This report was commissioned by USIP's Center for Conflict Analysis and Prevention. It draws on the deliberations of prominent U.S. and international academics and NGO/IGO representatives on how the international community can prepare itself to support the inevitable future political transition in Burma.

transcript Read Priscilla Clapp's Special Report, Burma's Long Road to Democracy, published in November 2007.

There is no easy answer to the question of whether and to what degree external actors should intervene to trigger or force transition in extreme cases of autocratic or failed governance. Often in the zeal to hasten the demise of bad regimes inadequate consideration is given ahead of time to how the international community can best prepare a backward country for effective democratic governance. Burma – a prime case of arrested development brought about by decades of stubborn, isolationist military rule – provides ample illustration of this dilemma. The great hope for instant transition to democracy that was raised by the 1990 parliamentary elections in Burma was dashed almost immediately by the failure of the military regime to seat the elected parliament. Motivated by despair, many governments adopted policies making regime change a sine qua non for engagement with Burma, hoping this would force the military to follow through on its original promise to return to elected government. Seventeen years later, however, the military remains firmly entrenched in power and the country’s political, economic, and human resources have seriously deteriorated. Even if an elected government could be seated tomorrow, it would find itself bereft of the institutions necessary to deliver stable democratic rule.

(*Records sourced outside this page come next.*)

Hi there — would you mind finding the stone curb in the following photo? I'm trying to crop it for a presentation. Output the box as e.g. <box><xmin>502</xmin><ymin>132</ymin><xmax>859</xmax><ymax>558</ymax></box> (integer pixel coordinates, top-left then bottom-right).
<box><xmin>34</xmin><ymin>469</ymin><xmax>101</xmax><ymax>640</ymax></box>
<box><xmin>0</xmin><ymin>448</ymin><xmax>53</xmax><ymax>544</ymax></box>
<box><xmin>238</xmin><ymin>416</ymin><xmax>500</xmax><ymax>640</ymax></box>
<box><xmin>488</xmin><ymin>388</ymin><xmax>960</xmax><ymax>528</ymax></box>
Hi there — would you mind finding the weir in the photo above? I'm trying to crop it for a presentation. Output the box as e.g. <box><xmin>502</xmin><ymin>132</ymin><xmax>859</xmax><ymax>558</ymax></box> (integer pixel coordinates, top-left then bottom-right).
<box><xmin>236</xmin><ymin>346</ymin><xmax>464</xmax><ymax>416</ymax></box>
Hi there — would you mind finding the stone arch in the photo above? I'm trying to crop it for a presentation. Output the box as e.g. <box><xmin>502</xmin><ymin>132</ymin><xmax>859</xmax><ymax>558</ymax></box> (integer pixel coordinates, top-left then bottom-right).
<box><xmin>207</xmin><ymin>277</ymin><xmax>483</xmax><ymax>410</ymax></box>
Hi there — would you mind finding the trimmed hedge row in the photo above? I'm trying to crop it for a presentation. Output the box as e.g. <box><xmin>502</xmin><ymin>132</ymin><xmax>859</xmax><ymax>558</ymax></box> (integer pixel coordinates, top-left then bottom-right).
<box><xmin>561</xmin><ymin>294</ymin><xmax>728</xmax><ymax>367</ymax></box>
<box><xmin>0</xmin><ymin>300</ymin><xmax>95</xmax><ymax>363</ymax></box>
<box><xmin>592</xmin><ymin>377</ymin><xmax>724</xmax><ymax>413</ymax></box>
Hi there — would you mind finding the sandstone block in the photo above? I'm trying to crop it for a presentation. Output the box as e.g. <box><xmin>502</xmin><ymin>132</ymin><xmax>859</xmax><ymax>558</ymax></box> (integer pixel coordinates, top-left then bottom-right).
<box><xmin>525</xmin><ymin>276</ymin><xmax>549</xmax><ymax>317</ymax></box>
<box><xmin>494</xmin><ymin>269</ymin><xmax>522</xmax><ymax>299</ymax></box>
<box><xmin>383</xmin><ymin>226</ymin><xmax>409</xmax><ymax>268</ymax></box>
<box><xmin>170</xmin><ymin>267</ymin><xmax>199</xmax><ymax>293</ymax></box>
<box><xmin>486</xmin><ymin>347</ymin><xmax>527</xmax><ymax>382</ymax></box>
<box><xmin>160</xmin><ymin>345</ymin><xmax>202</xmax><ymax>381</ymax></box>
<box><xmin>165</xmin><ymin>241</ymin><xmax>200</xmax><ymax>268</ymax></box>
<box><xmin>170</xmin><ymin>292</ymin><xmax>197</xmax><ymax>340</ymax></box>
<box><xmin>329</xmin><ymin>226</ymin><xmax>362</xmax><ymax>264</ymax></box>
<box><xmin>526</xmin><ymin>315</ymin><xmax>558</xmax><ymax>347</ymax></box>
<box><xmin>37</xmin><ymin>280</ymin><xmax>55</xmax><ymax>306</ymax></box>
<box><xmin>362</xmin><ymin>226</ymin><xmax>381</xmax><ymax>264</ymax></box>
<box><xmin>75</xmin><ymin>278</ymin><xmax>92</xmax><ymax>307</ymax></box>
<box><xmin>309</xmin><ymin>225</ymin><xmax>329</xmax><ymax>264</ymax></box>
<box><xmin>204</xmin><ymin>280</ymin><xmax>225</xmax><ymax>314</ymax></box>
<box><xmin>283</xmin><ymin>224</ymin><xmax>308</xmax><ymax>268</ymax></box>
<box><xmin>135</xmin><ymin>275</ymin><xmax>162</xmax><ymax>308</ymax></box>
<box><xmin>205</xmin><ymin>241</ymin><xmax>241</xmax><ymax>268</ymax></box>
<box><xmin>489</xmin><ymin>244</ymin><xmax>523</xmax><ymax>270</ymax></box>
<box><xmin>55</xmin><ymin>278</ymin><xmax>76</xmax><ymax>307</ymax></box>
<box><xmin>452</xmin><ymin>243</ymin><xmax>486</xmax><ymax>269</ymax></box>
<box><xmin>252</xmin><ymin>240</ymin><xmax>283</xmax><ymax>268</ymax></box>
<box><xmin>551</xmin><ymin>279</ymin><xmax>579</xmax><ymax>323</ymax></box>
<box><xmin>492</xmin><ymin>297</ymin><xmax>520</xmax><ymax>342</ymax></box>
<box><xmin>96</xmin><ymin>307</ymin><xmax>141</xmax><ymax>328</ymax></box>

Starting from the assumption that some degree of transition is inevitable in the not-toodistant future, this study explores the depth of Burma’s deprivations under military rule, focusing on questions of how to make the country’s political, social, and economic institutions adequate to the task of managing democratic governance. It identifies the international mechanisms available to assist in this task, as well as innate strengths that can still be found in Burma, and it discusses what the limitations on assistance might be under various scenarios for political transition. Concluding that some degree of political transition will have to be underway before it will be possible to deliver effective assistance, the study suggests that the most productive policy approaches will require greater coordination and collaboration with Burma’s Asian neighbors.